Abstract

The geometric structures of 7‐azaindole (7‐AzI) and its dimer were investigated by laser‐induced fluorescence (LIF). The rotationally resolved LIF spectrum (resolution: ∼0.00003 cm -1 of 7‐AzI monomer shows that (i) rotational constants are A′′ 0.13082(5), B′′ = 0.05677(2), C′′ = 0.03970(1), A′ = 0.12468(5), B′ = 0.056752(2), and C′ = 0.03911(1), and (ii) the transition dipole moment direction is tilted at an angle of ± 21(5) degrees with respect to a axis.
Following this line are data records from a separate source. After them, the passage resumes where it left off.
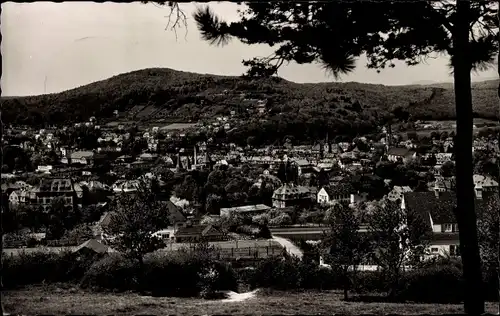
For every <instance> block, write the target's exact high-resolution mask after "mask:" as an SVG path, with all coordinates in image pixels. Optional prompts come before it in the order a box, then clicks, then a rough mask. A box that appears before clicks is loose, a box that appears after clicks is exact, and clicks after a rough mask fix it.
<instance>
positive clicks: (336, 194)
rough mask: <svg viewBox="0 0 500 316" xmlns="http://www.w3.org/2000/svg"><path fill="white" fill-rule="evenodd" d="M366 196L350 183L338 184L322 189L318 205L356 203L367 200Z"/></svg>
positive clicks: (319, 194)
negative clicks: (356, 202) (362, 193)
mask: <svg viewBox="0 0 500 316" xmlns="http://www.w3.org/2000/svg"><path fill="white" fill-rule="evenodd" d="M366 198H367V195H366V194H359V193H358V192H357V191H356V189H355V188H354V186H353V185H352V184H351V183H349V182H338V183H336V184H331V185H328V186H324V187H322V188H321V189H320V190H319V191H318V193H317V202H318V204H324V205H331V204H333V203H335V202H341V203H349V204H351V203H356V202H360V201H364V200H366Z"/></svg>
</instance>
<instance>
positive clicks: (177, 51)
mask: <svg viewBox="0 0 500 316" xmlns="http://www.w3.org/2000/svg"><path fill="white" fill-rule="evenodd" d="M196 6H197V5H196V4H193V3H186V4H182V7H183V9H184V11H185V12H186V13H187V14H188V18H189V21H188V23H189V24H188V28H187V31H188V33H187V34H186V29H180V30H178V39H176V36H175V33H174V32H173V31H171V30H165V27H166V26H167V22H168V19H167V15H168V13H169V9H168V8H160V7H157V6H155V5H153V4H141V3H127V4H118V3H110V2H106V3H103V4H99V3H93V2H76V3H70V2H65V3H52V2H36V3H11V2H8V3H2V16H1V32H2V36H3V39H2V47H1V49H2V67H3V73H2V80H1V86H2V95H16V96H20V95H34V94H41V93H44V86H46V92H47V93H51V92H59V91H63V90H67V89H71V88H74V87H77V86H81V85H85V84H88V83H90V82H93V81H97V80H102V79H106V78H109V77H111V76H113V75H117V74H120V73H123V72H128V71H132V70H137V69H142V68H149V67H168V68H173V69H177V70H185V71H192V72H199V73H213V74H222V75H240V74H242V73H243V72H244V70H245V68H244V67H243V66H242V65H241V60H242V59H246V58H251V57H255V56H267V55H269V54H270V53H271V52H272V49H271V48H269V47H268V46H247V45H244V44H242V43H240V42H238V41H237V40H233V42H231V44H229V45H228V46H226V47H224V48H220V47H213V46H210V45H209V44H208V43H206V42H203V41H201V40H200V36H199V33H198V31H197V29H196V26H195V25H194V23H193V19H192V17H191V12H192V11H193V9H194V8H195V7H196ZM210 6H211V7H212V8H213V9H214V10H215V11H216V12H217V13H219V15H220V16H222V17H223V18H225V19H226V20H234V19H236V18H237V14H236V8H237V5H236V4H233V3H211V4H210ZM446 63H447V60H446V57H442V58H438V59H431V60H429V62H428V64H427V65H419V66H415V67H406V66H405V65H404V64H397V67H396V68H394V69H390V70H384V71H383V72H382V73H380V74H377V73H376V71H374V70H367V69H366V68H365V66H364V65H365V64H366V61H365V60H360V61H359V67H358V68H357V70H356V71H355V72H353V73H352V74H350V75H349V76H344V77H343V78H342V79H343V81H358V82H367V83H377V84H388V85H398V84H411V83H415V82H421V81H451V78H450V77H449V76H448V72H449V70H448V68H447V67H446ZM279 75H280V76H281V77H284V78H285V79H288V80H291V81H295V82H322V81H333V80H334V79H333V78H331V77H328V76H327V75H326V74H325V72H324V71H323V70H322V69H321V68H320V67H319V66H317V65H296V64H290V65H288V66H286V67H283V69H281V70H280V72H279ZM494 77H496V72H495V70H493V69H492V70H490V71H488V72H483V73H481V74H480V75H479V76H475V78H474V80H480V79H489V78H494ZM45 79H46V83H45V84H44V81H45Z"/></svg>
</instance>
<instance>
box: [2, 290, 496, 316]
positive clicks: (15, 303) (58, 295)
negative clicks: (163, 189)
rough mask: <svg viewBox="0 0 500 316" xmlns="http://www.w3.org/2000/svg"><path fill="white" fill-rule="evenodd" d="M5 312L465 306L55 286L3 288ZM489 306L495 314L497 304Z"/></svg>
mask: <svg viewBox="0 0 500 316" xmlns="http://www.w3.org/2000/svg"><path fill="white" fill-rule="evenodd" d="M2 301H3V304H4V308H5V311H6V312H8V313H11V314H21V313H22V314H24V315H49V314H50V315H67V314H77V315H78V314H79V315H81V314H87V315H92V314H94V315H125V314H126V315H138V314H142V315H263V314H266V315H272V314H276V315H278V314H279V315H285V314H289V315H290V314H295V315H297V314H299V315H300V314H302V315H318V314H329V315H332V314H345V315H356V314H357V315H360V314H362V315H367V314H370V315H387V314H393V315H394V314H399V315H416V314H427V315H441V314H460V313H462V311H463V307H462V305H440V304H412V303H407V304H396V303H364V302H363V303H360V302H346V301H342V300H341V294H340V293H338V292H333V291H325V292H267V291H263V290H261V291H259V292H257V294H256V296H255V297H252V298H249V299H246V300H243V301H238V302H223V301H210V300H203V299H190V298H170V297H151V296H140V295H138V294H130V293H124V294H110V293H109V294H108V293H88V292H84V291H82V290H79V289H75V288H72V289H61V288H57V287H55V286H44V287H41V286H40V287H31V288H27V289H22V290H17V291H4V292H3V300H2ZM487 311H488V312H491V313H494V312H495V311H496V307H495V305H494V304H493V303H489V304H487Z"/></svg>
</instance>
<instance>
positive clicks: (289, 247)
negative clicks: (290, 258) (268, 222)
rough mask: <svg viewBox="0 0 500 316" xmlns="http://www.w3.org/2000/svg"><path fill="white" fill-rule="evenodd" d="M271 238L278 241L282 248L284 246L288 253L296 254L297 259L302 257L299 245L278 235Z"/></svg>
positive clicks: (301, 253)
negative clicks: (272, 237) (295, 245)
mask: <svg viewBox="0 0 500 316" xmlns="http://www.w3.org/2000/svg"><path fill="white" fill-rule="evenodd" d="M273 240H274V241H276V242H278V243H279V244H280V245H281V246H282V247H283V248H285V249H286V251H287V252H288V253H289V254H291V255H293V256H297V257H298V258H299V259H302V257H303V256H304V254H303V253H302V250H300V248H299V247H297V246H295V245H294V244H293V243H292V242H291V241H290V240H288V239H285V238H283V237H278V236H273Z"/></svg>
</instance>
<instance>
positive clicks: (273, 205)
mask: <svg viewBox="0 0 500 316" xmlns="http://www.w3.org/2000/svg"><path fill="white" fill-rule="evenodd" d="M272 200H273V207H276V208H285V207H288V206H295V205H301V206H307V205H310V204H311V203H312V199H311V190H310V189H309V188H308V187H305V186H301V185H292V184H285V185H283V186H281V187H279V188H278V189H276V190H275V191H274V193H273V197H272Z"/></svg>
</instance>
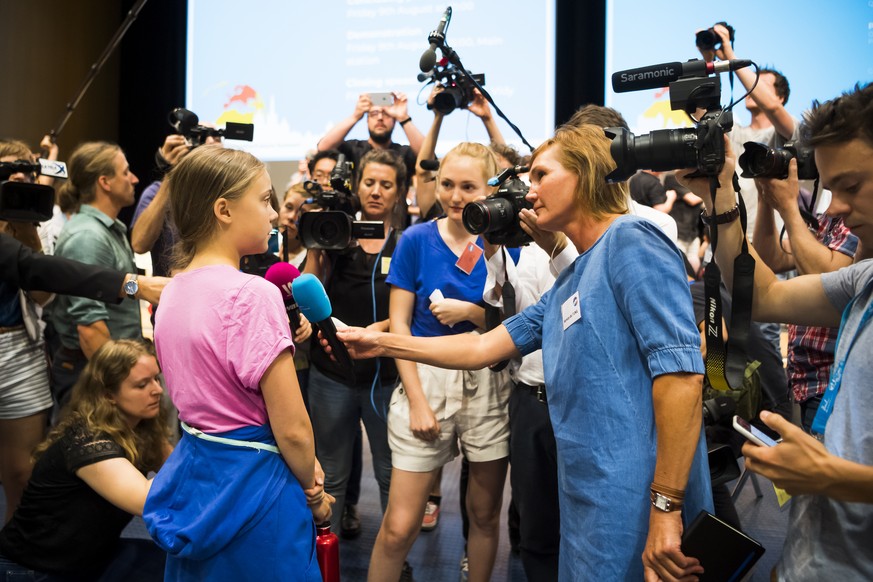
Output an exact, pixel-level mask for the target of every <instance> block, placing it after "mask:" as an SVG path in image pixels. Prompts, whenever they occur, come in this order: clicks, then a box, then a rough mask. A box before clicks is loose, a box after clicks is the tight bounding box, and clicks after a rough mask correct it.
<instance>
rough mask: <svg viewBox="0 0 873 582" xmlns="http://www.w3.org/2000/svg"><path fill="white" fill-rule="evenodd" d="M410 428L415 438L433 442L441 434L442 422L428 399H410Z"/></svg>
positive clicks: (409, 419)
mask: <svg viewBox="0 0 873 582" xmlns="http://www.w3.org/2000/svg"><path fill="white" fill-rule="evenodd" d="M409 430H411V431H412V434H413V435H415V438H417V439H420V440H423V441H425V442H428V443H429V442H433V441H435V440H437V439H438V438H439V436H440V423H439V421H438V420H437V418H436V415H435V414H434V413H433V410H431V408H430V405H429V404H428V403H427V400H422V401H417V400H413V399H410V400H409Z"/></svg>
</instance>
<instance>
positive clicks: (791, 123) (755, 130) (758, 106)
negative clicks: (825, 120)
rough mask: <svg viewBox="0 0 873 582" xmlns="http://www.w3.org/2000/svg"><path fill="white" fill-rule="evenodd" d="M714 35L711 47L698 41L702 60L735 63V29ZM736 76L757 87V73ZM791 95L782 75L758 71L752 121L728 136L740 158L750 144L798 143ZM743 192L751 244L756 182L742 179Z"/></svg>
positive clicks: (756, 194)
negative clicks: (721, 61) (792, 112)
mask: <svg viewBox="0 0 873 582" xmlns="http://www.w3.org/2000/svg"><path fill="white" fill-rule="evenodd" d="M711 31H712V32H713V34H714V35H715V36H717V37H718V38H717V39H716V42H715V43H713V45H712V46H710V45H709V44H708V43H701V42H700V41H699V40H698V44H697V48H698V49H699V50H700V54H701V55H703V59H704V60H705V61H707V62H710V61H712V60H714V58H718V60H720V61H730V60H734V59H736V58H737V57H736V55H735V54H734V50H733V44H732V43H733V36H734V31H733V28H732V27H730V26H726V24H725V23H723V22H721V23H718V24H715V25H714V26H713V27H712V29H711ZM699 38H700V35H698V39H699ZM735 72H736V75H737V77H738V78H739V79H740V82H742V84H743V86H744V87H745V88H746V90H747V91H748V90H750V89H751V88H752V86H753V85H754V84H755V73H754V72H752V70H751V69H749V68H745V69H737V70H736V71H735ZM789 93H790V89H789V86H788V79H786V78H785V76H784V75H782V73H780V72H779V71H776V70H773V69H760V70H759V76H758V84H757V86H755V89H754V90H753V91H752V92H751V93H750V94H749V96H748V97H746V101H745V105H746V109H747V110H748V111H749V114H751V116H752V121H751V123H750V124H749V125H748V126H745V125H740V124H738V123H734V127H733V129H732V130H731V131H730V133H729V134H728V136H729V137H730V138H731V145H733V148H734V152H735V153H736V154H737V156H739V155H740V154H741V153H742V152H743V144H744V143H745V142H747V141H754V142H759V143H763V144H765V145H767V146H769V147H771V148H776V147H782V146H783V145H785V143H786V142H788V141H794V140H796V139H797V137H798V134H797V130H798V126H799V124H798V123H797V121H796V120H795V119H794V118H793V117H792V116H791V114H790V113H788V111H787V110H786V109H785V103H787V102H788V95H789ZM740 192H741V193H742V195H743V201H744V202H745V203H746V216H747V217H748V224H749V235H750V240H751V233H752V231H753V229H754V224H755V218H756V216H757V214H758V190H757V189H756V188H755V182H754V181H753V180H752V179H751V178H740Z"/></svg>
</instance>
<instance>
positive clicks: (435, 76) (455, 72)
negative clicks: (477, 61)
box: [418, 63, 485, 115]
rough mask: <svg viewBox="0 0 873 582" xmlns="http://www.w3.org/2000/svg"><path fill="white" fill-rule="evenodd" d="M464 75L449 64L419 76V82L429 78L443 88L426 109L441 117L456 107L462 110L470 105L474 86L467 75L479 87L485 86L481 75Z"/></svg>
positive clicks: (461, 72)
mask: <svg viewBox="0 0 873 582" xmlns="http://www.w3.org/2000/svg"><path fill="white" fill-rule="evenodd" d="M466 73H467V74H464V71H462V70H461V69H460V68H458V67H456V66H455V65H453V64H452V63H449V64H447V65H445V66H439V65H437V66H436V67H434V68H433V71H431V72H430V73H429V74H427V75H419V76H418V77H419V81H424V80H425V79H427V78H428V77H431V78H432V79H433V80H434V81H436V82H438V83H440V84H441V85H442V86H443V87H444V89H443V91H441V92H440V93H437V94H436V95H435V96H434V98H433V104H432V105H431V104H428V106H427V108H428V109H436V110H437V111H439V112H440V113H442V114H443V115H448V114H449V113H451V112H452V111H454V110H455V109H457V108H458V107H460V108H461V109H464V108H466V107H467V106H468V105H469V104H470V103H472V102H473V97H474V94H473V89H475V88H476V86H475V85H474V84H473V82H472V81H471V80H470V79H469V78H468V77H467V75H470V76H471V77H473V79H475V80H476V83H478V84H479V85H484V84H485V75H484V74H481V73H476V74H474V73H470V72H469V71H467V72H466Z"/></svg>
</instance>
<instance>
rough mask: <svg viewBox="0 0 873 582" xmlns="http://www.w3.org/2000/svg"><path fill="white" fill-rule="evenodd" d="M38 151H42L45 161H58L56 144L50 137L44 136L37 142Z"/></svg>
mask: <svg viewBox="0 0 873 582" xmlns="http://www.w3.org/2000/svg"><path fill="white" fill-rule="evenodd" d="M39 149H41V150H42V153H43V154H44V157H45V159H47V160H56V159H58V144H56V143H55V142H54V141H53V140H52V136H50V135H48V134H46V135H44V136H43V137H42V141H40V142H39Z"/></svg>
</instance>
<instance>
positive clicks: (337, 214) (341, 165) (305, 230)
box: [298, 154, 385, 251]
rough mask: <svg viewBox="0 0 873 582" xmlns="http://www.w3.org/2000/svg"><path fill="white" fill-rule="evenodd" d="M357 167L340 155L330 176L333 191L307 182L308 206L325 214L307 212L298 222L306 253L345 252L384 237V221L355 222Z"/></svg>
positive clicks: (345, 157)
mask: <svg viewBox="0 0 873 582" xmlns="http://www.w3.org/2000/svg"><path fill="white" fill-rule="evenodd" d="M353 170H354V164H353V163H352V162H350V161H346V156H345V154H340V155H339V158H338V159H337V162H336V166H335V167H334V169H333V171H332V172H331V173H330V188H331V189H330V190H325V189H324V188H322V187H321V185H320V184H319V183H318V182H313V181H312V180H307V181H306V182H305V183H304V184H303V187H304V188H305V189H306V192H307V193H308V194H309V195H310V198H309V199H308V200H307V203H315V204H317V205H318V206H320V207H321V208H323V209H324V210H323V211H322V212H306V213H304V214H303V215H302V216H301V217H300V220H299V224H298V231H299V232H300V240H301V241H302V242H303V246H305V247H306V248H307V249H325V250H334V251H338V250H343V249H347V248H349V246H350V245H351V244H352V241H354V240H355V239H359V238H375V239H380V238H384V237H385V223H384V222H382V221H381V220H355V214H356V213H357V212H358V210H360V201H359V200H358V198H357V196H355V195H354V194H352V172H353Z"/></svg>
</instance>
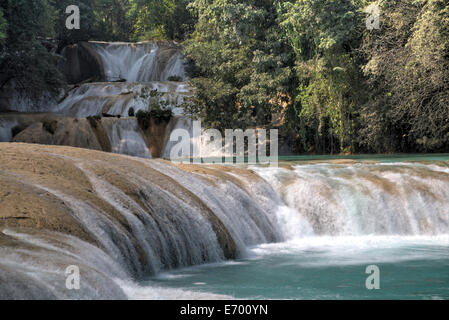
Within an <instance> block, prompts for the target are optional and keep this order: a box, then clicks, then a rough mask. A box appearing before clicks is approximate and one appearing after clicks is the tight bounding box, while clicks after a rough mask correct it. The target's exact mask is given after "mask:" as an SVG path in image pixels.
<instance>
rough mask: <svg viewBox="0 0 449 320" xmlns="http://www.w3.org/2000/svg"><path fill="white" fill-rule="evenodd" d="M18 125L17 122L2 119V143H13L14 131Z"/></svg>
mask: <svg viewBox="0 0 449 320" xmlns="http://www.w3.org/2000/svg"><path fill="white" fill-rule="evenodd" d="M16 125H17V121H15V120H6V119H1V118H0V142H11V141H12V129H13V128H14V127H15V126H16Z"/></svg>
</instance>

The LIF spectrum (resolution: ∼0.06 cm -1 ) of the nonreactive 7‐AzI dimer suggests there are three possibilities for the geometric structure, having “single bonded”, “T‐shaped”, and “non‐planar” structures. The ionization energy of 7‐AzI was determined to be 8.1171(5) eV by using pulsed‐field ionization photoelectron spectroscopy (PFI‐PES). Several vibronic bands of 7‐AzI cation were observed and compared with those of neutral 7‐AzI in the S 0 and S 1 states. The electron binding energies of 7‐AzI cluster anions (2 ≤ n ≤ 5) were determined by photoelectron spectroscopy.